Warren tells of meeting with Rep. Michael Grimm (R-N.Y.), a former FBI agent, to talk about the consumer agency. “After a bit,” she reports, “he cut me off so he could make one thing clear: He didn’t believe in government.”

That seemed strange coming from the graduate of a public university and a veteran of both the military and a government agency, though Warren didn’t press him then. “But someday I hoped to get a chance to ask him: Would you rather fly an airplane without the Federal Aviation Administration checking air traffic control? Would you rather swallow a pillwithout the Food and Drug Administration testing drug safety?

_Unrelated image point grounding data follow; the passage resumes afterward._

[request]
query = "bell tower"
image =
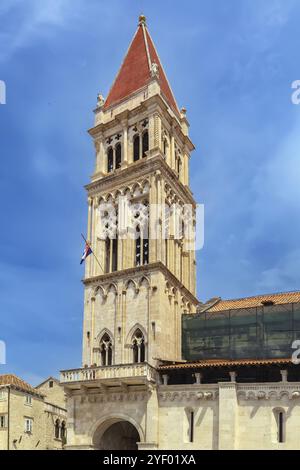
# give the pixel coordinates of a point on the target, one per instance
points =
(141, 216)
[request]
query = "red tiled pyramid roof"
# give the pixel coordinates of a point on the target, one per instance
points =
(134, 73)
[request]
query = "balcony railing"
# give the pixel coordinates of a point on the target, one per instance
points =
(124, 371)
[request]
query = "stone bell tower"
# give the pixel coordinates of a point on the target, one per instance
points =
(137, 287)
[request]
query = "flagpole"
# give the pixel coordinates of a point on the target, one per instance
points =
(92, 252)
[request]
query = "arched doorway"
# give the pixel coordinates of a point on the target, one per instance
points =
(120, 435)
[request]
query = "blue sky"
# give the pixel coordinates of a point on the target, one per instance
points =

Would you rather defend our nation without a military and fight our fires without our firefighters?”

How often are our anti-government warriors asked such basic questions?

7) Ezra provides the best explanation I’ve seen for Jill Abramson’s ouster– her boss just didn’t like her.

8) Paul Ryan’s take on poverty– back to the 19th century.

9) Awesome infographic on “what’s the difference” between oft-confused animals, e.g., alligator vs. crocodile.

10) The unknown environmental crime of the 20th century– Soviet whaling.  Great story.  And so disturbing.

11) Really nice essay about the role of force in rape and how we and victims think about the crime.

12) Remember that horrible chemical spill in WV where they had to bring in tons of bottle water.  Not surprisingly, the nearby prisoners were not a high priority for clean water.  Not surprising, but so very wrong.

13) The NFL and DirectTV are totally screwing the public.  The disdain for the fans is truly disgusting.

14) Albuquerque police seem to have quite the high number of “justifiable” shootings.  It basically seems that there is a culture where bad policing provokes suspects to the point where the police can legally shoot them.

15) Republicans are now making now effort to hide the fact that they don’t actually care at all about the basic welfare of poor children.  At least if they live in cities.

16) Matt Bai on our age of intolerance:

What’s happened is that we’ve effectively left behind the Age of Persuasion and ushered in the Age of Confirmation. It sometimes seems the whole world exists to re-affirm our conceptions of it; you can get through days, even weeks, without being at all discomfited, if you know which sites to visit and which channels to watch.

17) Political polarization– a nice summary of the asymmetry.

18) The next frontier for tackling your health through healthy bacteria– your skin.  We’ve basically made a commitment to completely washing away helpful skin bacteria which process sweat, etc., and keep our skin healthy.  What if we sprayed that bacteria back on our skin and gave up showers?   You know I’m thinking hard about this one :-).